The government nominated a former Finance Ministry bureaucrat to head the central bank Tuesday, raising the likelihood its second choice will be rejected by the opposition a day before the current governor’s term ends.
The government proposed Koji Tanami, now governor of Japan Bank for International Cooperation, according to a parliamentary official who spoke on customary condition anonymity.
But a senior opposition legislator said he was opposed to the nomination of Tanami, 68, also a former vice finance minister.
"It would be hard to find any reasons to support him," opposition lawmaker Kenji Yamaoka said on nationally televised news.
The opposition has been urging the government to pick someone not politically connected to the nation’s powerful bureaucracy to ensure the independence of the Bank of Japan. The opposition, led by the Democratic Party of Japan, rejected the government’s first pick, Bank of Japan Deputy Governor Toshiro Muto, because he was a former Finance Ministry bureaucrat.
The confrontation has brewed for weeks, and Japan’s inability to come up with a new central bank governor has been a major embarrassment. The world’s second largest economy is in danger of slipping into a recession after six years of moderate growth, battered by the plunging dollar, volatile stock markets and soaring oil prices.
In a hearing on his candidacy in the lower house, Tanami vowed to uphold the independence of the Bank of Japan.
"The independence of the Bank of Japan policies must be ensured to win the trust of the people," he told legislators. His remarks were fed live on a monitor for reporters.
He stressed that a careful analysis of the downside risks to global growth, including rising energy prices and the U.S. credit crisis, are needed to make appropriate monetary policy decisions.
He said the Japanese economy’s growth had slowed but was continuing, despite the risks.
The term of Bank of Japan Governor Toshihiko Fukui ends Wednesday low rates payday advance. The opposition, which controls the upper house, blocked Muto’s appointment in a parliamentary vote last week.
Preliminary talks Monday between the ruling coalition, led by the Liberal Democratic Party, and the opposition, mainly the Democratic Party of Japan, failed to reach a compromise.
The ruling party coalition controls the more powerful lower house.
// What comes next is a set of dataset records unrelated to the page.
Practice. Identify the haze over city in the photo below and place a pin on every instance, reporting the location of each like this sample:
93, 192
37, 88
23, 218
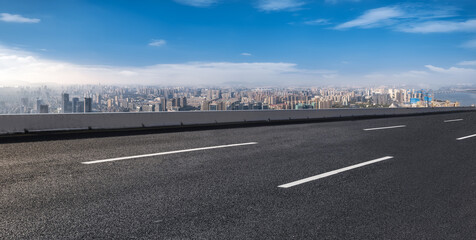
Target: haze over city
262, 43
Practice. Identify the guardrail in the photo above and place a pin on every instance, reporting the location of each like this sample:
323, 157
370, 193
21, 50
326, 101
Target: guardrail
10, 124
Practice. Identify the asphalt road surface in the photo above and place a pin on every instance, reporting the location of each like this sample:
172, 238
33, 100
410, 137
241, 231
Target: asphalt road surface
393, 178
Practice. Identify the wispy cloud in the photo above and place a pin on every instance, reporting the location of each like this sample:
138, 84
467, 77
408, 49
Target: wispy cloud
411, 19
7, 17
320, 21
441, 27
467, 63
452, 70
469, 44
157, 42
18, 66
197, 3
339, 1
21, 66
373, 18
280, 5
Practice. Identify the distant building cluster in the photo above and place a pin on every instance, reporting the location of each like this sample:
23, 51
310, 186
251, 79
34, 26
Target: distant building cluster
154, 99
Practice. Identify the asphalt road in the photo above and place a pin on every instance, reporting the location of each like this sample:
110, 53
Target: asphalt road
424, 189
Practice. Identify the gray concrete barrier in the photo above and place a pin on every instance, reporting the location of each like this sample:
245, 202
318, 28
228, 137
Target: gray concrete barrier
55, 122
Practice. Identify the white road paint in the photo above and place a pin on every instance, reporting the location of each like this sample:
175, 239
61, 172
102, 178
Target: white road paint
380, 128
171, 152
470, 136
327, 174
454, 120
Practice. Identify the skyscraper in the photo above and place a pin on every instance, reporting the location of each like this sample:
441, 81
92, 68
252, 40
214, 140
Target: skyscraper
43, 108
88, 104
75, 104
67, 105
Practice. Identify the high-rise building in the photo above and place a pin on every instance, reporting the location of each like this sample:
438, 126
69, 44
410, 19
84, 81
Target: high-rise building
88, 102
67, 105
43, 108
75, 104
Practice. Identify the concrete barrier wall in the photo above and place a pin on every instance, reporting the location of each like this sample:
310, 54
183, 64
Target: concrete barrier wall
54, 122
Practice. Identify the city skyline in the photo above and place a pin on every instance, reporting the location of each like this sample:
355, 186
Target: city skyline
268, 43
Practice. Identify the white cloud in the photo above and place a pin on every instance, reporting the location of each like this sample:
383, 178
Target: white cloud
339, 1
451, 70
20, 66
411, 18
441, 27
319, 21
467, 63
197, 3
157, 43
280, 5
6, 17
372, 18
470, 44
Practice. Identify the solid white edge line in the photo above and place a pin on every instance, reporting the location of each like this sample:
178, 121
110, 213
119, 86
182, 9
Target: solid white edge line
379, 128
170, 152
327, 174
470, 136
454, 120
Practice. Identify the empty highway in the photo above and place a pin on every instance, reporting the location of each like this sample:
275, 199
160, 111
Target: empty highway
392, 178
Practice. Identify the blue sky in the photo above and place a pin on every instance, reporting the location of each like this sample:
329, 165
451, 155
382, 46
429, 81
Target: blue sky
255, 42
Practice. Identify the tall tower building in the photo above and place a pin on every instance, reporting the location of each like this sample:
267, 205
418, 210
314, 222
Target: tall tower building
75, 104
88, 102
67, 105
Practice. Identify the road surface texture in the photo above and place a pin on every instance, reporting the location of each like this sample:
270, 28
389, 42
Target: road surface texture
300, 181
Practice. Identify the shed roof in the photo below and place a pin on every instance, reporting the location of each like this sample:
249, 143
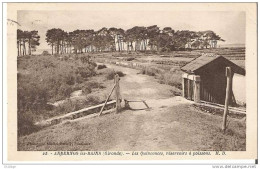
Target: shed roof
203, 61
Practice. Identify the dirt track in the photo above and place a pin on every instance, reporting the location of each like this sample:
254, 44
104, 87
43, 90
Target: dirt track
171, 123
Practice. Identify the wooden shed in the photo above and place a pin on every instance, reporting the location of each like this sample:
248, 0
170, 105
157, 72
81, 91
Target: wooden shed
205, 79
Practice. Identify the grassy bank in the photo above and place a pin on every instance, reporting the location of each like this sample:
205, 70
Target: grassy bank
45, 79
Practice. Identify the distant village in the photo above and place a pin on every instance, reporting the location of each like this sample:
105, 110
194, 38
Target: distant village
150, 38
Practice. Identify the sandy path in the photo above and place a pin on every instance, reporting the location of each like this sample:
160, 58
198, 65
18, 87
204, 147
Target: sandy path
141, 130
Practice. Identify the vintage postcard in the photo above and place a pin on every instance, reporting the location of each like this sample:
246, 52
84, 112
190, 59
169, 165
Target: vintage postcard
131, 81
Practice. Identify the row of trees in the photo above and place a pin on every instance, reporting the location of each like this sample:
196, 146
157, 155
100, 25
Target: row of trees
27, 41
136, 38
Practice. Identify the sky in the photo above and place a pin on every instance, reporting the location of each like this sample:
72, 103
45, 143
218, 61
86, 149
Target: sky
229, 25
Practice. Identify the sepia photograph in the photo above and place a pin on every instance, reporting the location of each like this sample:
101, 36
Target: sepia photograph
131, 78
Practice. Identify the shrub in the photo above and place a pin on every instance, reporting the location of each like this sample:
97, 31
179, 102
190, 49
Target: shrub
45, 52
130, 59
101, 66
46, 79
150, 71
111, 74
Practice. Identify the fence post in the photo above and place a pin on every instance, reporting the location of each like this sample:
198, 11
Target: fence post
196, 88
228, 89
117, 92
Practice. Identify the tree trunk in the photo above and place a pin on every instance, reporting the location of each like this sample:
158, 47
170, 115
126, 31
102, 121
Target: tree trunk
58, 47
18, 48
24, 48
29, 46
127, 47
52, 48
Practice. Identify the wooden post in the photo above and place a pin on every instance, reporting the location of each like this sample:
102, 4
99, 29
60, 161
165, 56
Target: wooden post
183, 87
188, 90
117, 92
106, 100
228, 89
196, 88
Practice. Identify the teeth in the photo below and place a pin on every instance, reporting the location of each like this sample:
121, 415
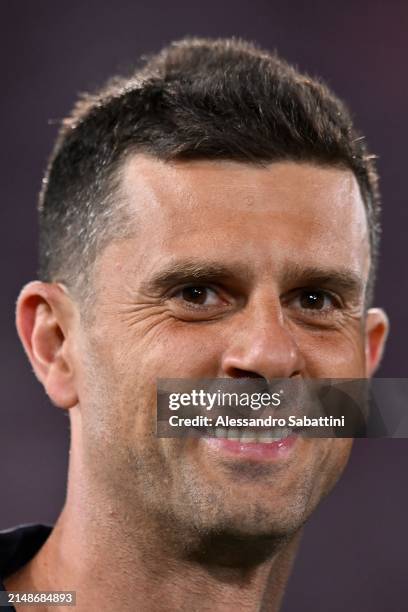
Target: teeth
221, 432
247, 435
234, 434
The BOJ chief nomination needs approval from both houses of parliament.
Japanese media reports say the idea of keeping Fukui in office was proposed informally. That option was dismissed by the opposition, which has a chance at possible political leadership for the first time in decades and is angry that the government has rammed through some bills that require approval from only the lower house.
Tanami joined the Finance Ministry in 1964. In October, he became the head of JBIC, a government financial institution that handles lending and other operations to promote Japanese trade and growth.
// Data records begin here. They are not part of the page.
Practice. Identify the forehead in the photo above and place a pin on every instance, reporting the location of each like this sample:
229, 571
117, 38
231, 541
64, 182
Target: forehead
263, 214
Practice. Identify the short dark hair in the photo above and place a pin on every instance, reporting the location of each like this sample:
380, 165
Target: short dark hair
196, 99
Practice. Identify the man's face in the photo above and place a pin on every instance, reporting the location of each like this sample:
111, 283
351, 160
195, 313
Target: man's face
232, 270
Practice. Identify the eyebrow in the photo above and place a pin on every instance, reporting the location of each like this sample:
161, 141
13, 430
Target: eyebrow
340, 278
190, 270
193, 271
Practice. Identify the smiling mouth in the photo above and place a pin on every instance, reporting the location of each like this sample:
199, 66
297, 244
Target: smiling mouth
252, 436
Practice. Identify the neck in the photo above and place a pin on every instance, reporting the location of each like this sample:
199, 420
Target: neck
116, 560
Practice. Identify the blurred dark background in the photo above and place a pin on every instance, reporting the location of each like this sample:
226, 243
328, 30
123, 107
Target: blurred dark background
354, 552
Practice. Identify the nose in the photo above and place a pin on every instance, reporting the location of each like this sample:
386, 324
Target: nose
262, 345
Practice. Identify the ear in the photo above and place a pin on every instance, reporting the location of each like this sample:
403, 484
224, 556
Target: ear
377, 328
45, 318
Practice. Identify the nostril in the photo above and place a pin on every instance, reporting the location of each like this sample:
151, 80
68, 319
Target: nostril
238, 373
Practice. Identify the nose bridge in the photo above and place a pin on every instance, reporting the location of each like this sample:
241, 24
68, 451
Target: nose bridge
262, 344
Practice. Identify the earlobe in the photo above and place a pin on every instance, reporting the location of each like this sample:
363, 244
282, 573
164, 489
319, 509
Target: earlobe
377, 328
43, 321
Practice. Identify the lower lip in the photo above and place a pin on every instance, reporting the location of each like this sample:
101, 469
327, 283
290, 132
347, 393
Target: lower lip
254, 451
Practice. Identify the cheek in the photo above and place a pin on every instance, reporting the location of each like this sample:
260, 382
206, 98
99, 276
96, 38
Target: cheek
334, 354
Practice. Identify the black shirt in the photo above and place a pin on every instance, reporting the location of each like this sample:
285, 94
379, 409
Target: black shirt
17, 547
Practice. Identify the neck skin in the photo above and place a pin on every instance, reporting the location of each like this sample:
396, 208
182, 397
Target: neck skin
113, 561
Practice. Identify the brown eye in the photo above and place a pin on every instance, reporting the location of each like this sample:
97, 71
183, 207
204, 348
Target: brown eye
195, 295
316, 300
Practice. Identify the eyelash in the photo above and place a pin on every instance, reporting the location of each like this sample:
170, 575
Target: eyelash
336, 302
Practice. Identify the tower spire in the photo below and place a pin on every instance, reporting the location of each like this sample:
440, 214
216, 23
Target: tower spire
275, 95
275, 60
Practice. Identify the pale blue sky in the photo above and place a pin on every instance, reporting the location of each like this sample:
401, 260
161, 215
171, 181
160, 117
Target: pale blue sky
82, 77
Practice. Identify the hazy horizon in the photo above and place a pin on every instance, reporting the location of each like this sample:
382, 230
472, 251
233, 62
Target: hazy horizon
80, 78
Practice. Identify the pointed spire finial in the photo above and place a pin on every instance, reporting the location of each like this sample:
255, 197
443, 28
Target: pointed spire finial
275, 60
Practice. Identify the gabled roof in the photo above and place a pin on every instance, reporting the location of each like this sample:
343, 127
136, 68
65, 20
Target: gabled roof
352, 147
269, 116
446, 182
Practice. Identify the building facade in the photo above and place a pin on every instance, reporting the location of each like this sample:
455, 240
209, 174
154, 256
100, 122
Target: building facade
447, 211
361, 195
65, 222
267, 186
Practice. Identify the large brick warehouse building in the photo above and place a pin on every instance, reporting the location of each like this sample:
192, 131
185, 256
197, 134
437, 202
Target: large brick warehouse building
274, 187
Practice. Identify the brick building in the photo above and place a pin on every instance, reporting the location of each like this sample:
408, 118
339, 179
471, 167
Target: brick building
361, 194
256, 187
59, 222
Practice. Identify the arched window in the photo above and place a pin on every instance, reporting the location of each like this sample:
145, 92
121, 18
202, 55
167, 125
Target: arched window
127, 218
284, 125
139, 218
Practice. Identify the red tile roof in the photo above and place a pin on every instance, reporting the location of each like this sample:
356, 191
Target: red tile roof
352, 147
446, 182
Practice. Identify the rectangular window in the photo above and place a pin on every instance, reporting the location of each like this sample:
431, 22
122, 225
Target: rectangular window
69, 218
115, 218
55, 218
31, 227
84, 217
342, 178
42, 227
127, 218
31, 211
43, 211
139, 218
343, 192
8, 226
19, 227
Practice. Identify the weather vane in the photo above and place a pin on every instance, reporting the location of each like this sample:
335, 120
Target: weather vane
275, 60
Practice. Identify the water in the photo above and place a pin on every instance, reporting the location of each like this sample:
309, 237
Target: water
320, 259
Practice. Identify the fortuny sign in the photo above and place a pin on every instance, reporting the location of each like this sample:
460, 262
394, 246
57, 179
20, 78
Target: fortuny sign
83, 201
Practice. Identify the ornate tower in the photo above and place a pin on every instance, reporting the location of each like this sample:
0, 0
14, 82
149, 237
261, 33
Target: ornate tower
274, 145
If an agreement is not reached in time for Fukui’s departure, former BOJ Executive Director Masaaki Shirakawa - whose nomination as a BOJ deputy governor was approved last week - could step in as interim bank chief.
The government named as the other deputy Kiyohiko Nishimura, former University of Tokyo professor and now a member of the BOJ policy board.
"We have always said that we are opposed to having a vacuum," in the post of Bank of Japan governor, chief government spokesman Nobutaka Machimura told reporters. "We believe our (new) proposal will be accepted."